Legal Disability Rights
The Americans with Disabilities Act (ADA) is a civil rights law that helps protect the rights of people with disabilities. The ADA became law in 1990, and it prohibits discrimination in all areas of public life. These areas include all public and private places (if open to the general public), schools, jobs, and transportation.
The ADA Law:
● Ensures that persons with disabilities get the same rights and opportunities as everyone else.
● Provides civil rights protections to people with disabilities like the ones given to individuals based on race, sex, color, age, religion, and national origin.

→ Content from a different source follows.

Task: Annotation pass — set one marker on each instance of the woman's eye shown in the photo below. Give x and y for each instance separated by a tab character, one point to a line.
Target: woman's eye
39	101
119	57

● Guarantees equal opportunities for individuals with disabilities in telecommunications, transportation, employment, public accommodations, and government services (state and local).
The Americans with Disabilities Act Amendments Act (ADAAA) was signed into law in 2008 and became effective on January 1, 2009. The amendment made significant changes to the definition of "disability," and it applies to all titles of the ADA.
The Five Titles of the ADA
Five titles related to various areas of public life make-up the ADA. According to the ADA National Network, these are:
Equal Employment Opportunity for Individuals with Disabilities.
This title was designed to assist people with disabilities to gain access to the same benefits and job opportunities available to people without disabilities. The law mandates employers to provide reasonable accommodations to qualified employees or applicants. The U.S. Equal Employment Opportunity Commission regulates and enforces this section of the ADA.
Non-discrimination based on Disability in State and Local Government Services.
The ADA prohibits discrimination against people with disabilities who are qualified for all activities, programs, and public entity services, including transportation. This title applies to all state and local governments, including their agencies and departments. The U.S. Department of Justice regulates and enforces this section of the ADA.
Non-discrimination based on Disability by Public Accommodations and in Commercial Facilities.
Private places of public accommodation are prohibited from discriminating against people with disabilities. Examples of public accommodations include hotels, restaurants, retail stores, movie theaters, and more. This title mandates privately-owned facilities to have minimum standards for accessibility based on reasonable modifications. The U.S. Department of Justice regulates and enforces this section of the ADA.
Internet and telephone companies must provide telecommunications services for people with hearing and speech disabilities. All federally funded public service announcements also must have closed captioning enabled. The Federal Communication Commission regulates and enforces this section of the ADA.
The last title involves provisions that relate to the ADA as a whole. These include relationships to other laws, state immunity, and the impact on insurance providers, among others. This section also has a list of specific conditions not considered as disabilities.
Voter Accessibility Laws
The voting rights of Americans with disabilities are protected by the Help America Vote Act (HAVA), the ADA, and several other federal laws.
According to the law:
- Voters with disabilities have the right to vote in private without help.
- Voters with disabilities must have a polling place that is accessible and fitted with specialized voting machines.
- Polling venues must have wheelchair-accessible voting booths, handrails on all stairs, and 32" wide entrances and doorways.
- Polling places must have voting machines for visually impaired voters.
- Voters with disabilities may seek help from poll workers trained to use specialized voting equipment or bring along someone to assist them.
- Voters with disabilities can also ask their election office for other options.
Other Statutes Protected Against Discrimination
Statutes including the Fair Housing Act, Air Carrier Act, Individuals with Disabilities Education Act, and the Rehabilitation Act of 1973 prohibit discrimination against individuals with disabilities.
Fair Housing Act
The law states that it's unlawful to discriminate in any aspect of renting, selling, or denying housing because of a person's disability. There are three ways someone can be defined as having a disability under the Fair Housing Act:
- People with a mental or physical impairment that limits one or more life major life activities.
- Individuals who have such an impairment.
- People with a record of an impairment.
Individuals with Disabilities Act
This statute requires all public schools to provide eligible children with disabilities free education. Schools also need to make available the least restrictive environment that addresses the needs of disabled students.
Air Carrier Access Act
This statute prohibits air carriers from discriminating against qualified individuals with physical or mental disabilities.
Rehabilitation Act of 1973.
This law prohibits discrimination based on disability programs conducted by federal agencies, in programs getting federal financial aid, in hiring federal contractors, and in federal employment.